1915 – DEAR BROTHER IN LAW

Collectif des Democrates Armeniens d’Europe, France
May 22 2006

Le ttre d’un volontaire armenien dans l’armee russe, ecrite en 1915
a son beau-frère.

Dans cette lettre, E. Vartanian fait allusion a l’organisations des
troupes armeniennes dans l’est de l’Empire Ottoman en 1915.

Letter from Mr. E. Vartanian, an Armenian-American Volunteer in the
Russian Service, to His Brother-in-law in Egypt ; Dated 9th /22nd
July,1915, and Published in the Armenian Journal “Houssaper,” of Cairo.

“We have been here three days. Some of us are going to be sent to
Erivan ; the rest of us are starting in two days for Van.

The enthusiasm here is very great. There are already 20,000
volunteers at the front, and they are trying to increase the
number to 30,000. Each district we occupy is placed under Armenian
administration, and an Armenian post is running from Igdir to Van.

The Russian Government is showing great goodwill towards the
Armenians and doing everything in its power for the liberation of
Turkish Armenia.

When we disembarked at Archangel the Government gave us every possible
assistance. It even undertook the transport of our baggage, and gave
us free passes, second class, to Petrograd.

At Petrograd we received an equally hearty welcome, and the
Governor of the city presented each of us with a medal in token
of his sympathy. The Armenian colony put us up in the best hotels,
entertained us at the best restaurants, and could not make enough
of us. This lasted for five days, and then we continued our journey,
again at the Government’s expense, to Tiflis.

Everywhere on the way the population received us with cheers and
offerings of flowers.
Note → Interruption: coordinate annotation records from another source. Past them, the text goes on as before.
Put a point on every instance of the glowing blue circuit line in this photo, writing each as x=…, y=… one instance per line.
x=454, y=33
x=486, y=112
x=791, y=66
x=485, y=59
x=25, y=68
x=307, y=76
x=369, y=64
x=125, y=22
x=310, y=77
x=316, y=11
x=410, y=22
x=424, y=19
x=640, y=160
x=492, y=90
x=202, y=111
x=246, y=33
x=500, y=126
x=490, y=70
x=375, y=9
Just as we were leaving Archangel, a young
Russian lady came with flowers and offered one to each of us. I
also saw a quite poor man who was so moved by the speech in Russian
that one of our comrades had made, that he came and put his tobacco
into the pipe of a comrade standing next to me, and kept nothing for
himself but a bare half-pipeful. A third, an old man, was so moved
by the speech that he began to cry and nearly made off, but a little
while after I saw him standing in front of the carriage window and,
with a shaking hand, holding out a hard-boiled egg to our comrade
the chemist Roupen Stepanian. Probably it was his one meal for the day.

And so at every step we found ourselves in the midst of affecting
scenes. At Petrograd Railway Station the crowd was enormous. There was
an Armenian lady there who offered each of us a rose. There were boys
and young men who wept because they could not come with us. At Rostov
a young Russian joined our ranks. He was caught more than once by his
parents at the stations further down the line, but he always succeeded
in escaping them and reioining us. We have christened him Stepan.

When we arrived at Tiflis, we marched singing to the offices of
the Central Armenian Bureau, with our flag unfurled in front of us,
and the people marched on either side of us in such a crowd that the
trams were forced to stop running.

That is enough for to-day. My next letter shall be written from
Armenia itself..

Please say nothing to my sister about this resolution that I have
taken. I hope, of course, that she would know how to sacrifice
her affection for her brother to her love for the nation and for
liberty.. I should curse any of my relations who lament my resolution ;
they would have committed treason against the nation. There are five
of us brothers ; was it not imperative that at least one of us should
devote himself to the cause of a national emancipation ? Let us keep
up our courage, realise the urgency of the moment and do our duty.”